Talked to separately, Seltzer touched on the same complaint.
"Somebody said that the music is just constant, whether it announcements or music, as soon as there's a break in the action, you have more entertainment," he said. "
be the music or just announcements, soon as there's a break in the action, you have more entertainment. It's like, give us a little bit of a break sometimes. Maybe you want to talk to somebody next to you. But then it's the advertising and they're making their money and, so, I get that part. But they [the panelists who complained] are right. It could be a little less of a barrage of entertainment sometimes."
Among other topics has been the scheduling of promotions that recognize a former player, such as Eric Desjardins Night, which don't generally get added to the schedule until the season starts. Serba related the conversation. "Like one woman said, 'Well, I had already sold that game and I would have loved to have gone to that, or what have you.' So the feedback to Flyers special promotions is, 'Hey, we understand, you can't schedule a lot of this back in August and September, but try to give more notice to season ticketholders.'"

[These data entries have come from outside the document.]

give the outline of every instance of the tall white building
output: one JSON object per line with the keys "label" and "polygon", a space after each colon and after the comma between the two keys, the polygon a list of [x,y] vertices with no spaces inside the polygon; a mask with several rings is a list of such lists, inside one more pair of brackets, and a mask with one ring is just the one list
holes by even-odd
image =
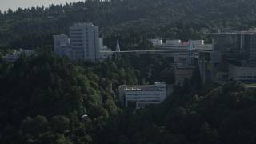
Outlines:
{"label": "tall white building", "polygon": [[99,61],[98,27],[92,23],[74,23],[70,28],[74,60]]}
{"label": "tall white building", "polygon": [[166,84],[163,82],[154,85],[122,85],[118,88],[119,102],[126,107],[144,108],[159,104],[166,98]]}
{"label": "tall white building", "polygon": [[92,23],[74,23],[70,27],[70,38],[65,34],[54,35],[54,52],[74,61],[104,60],[111,56],[111,50],[103,45],[103,39],[98,36],[98,27]]}
{"label": "tall white building", "polygon": [[58,55],[64,55],[70,46],[70,39],[66,34],[54,35],[54,52]]}

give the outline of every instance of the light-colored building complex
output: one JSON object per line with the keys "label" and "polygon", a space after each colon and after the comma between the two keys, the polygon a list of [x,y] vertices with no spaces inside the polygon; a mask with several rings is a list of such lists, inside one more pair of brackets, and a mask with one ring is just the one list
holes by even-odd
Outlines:
{"label": "light-colored building complex", "polygon": [[194,70],[194,66],[177,66],[175,67],[175,84],[182,85],[186,78],[190,82]]}
{"label": "light-colored building complex", "polygon": [[202,83],[212,82],[216,77],[222,54],[218,51],[200,51],[198,65]]}
{"label": "light-colored building complex", "polygon": [[152,39],[154,50],[189,50],[190,42],[192,50],[212,50],[211,44],[205,44],[204,40],[190,40],[182,42],[181,40],[166,40],[166,43],[161,39]]}
{"label": "light-colored building complex", "polygon": [[166,98],[166,84],[159,82],[155,82],[155,85],[122,85],[118,88],[118,94],[122,106],[145,108],[164,101]]}
{"label": "light-colored building complex", "polygon": [[256,31],[215,33],[213,49],[228,58],[246,59],[248,66],[256,66]]}
{"label": "light-colored building complex", "polygon": [[70,28],[70,47],[77,60],[99,61],[98,27],[92,23],[74,23]]}
{"label": "light-colored building complex", "polygon": [[66,50],[70,47],[70,38],[66,34],[54,35],[54,52],[58,55],[66,55]]}
{"label": "light-colored building complex", "polygon": [[54,35],[54,51],[66,55],[71,60],[90,60],[96,62],[110,56],[101,50],[111,51],[98,38],[98,27],[92,23],[74,23],[70,27],[70,38],[66,35]]}
{"label": "light-colored building complex", "polygon": [[256,67],[240,67],[229,64],[229,76],[242,82],[256,82]]}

Parking has come up, as has the release of the "day-of the game facts" that get faxed to season-ticketholders, Serba said. "My comment was, gee, a lot of times I'm getting out at 5 o'clock, I've already left. So I'm reading it the next day." Since they brought up that topic, he said, the facts have gone out earlier in the day. "I think it's been a two-way conversation," he summarized. "I think they heard some things that people didn't like and they've tried to improve on them."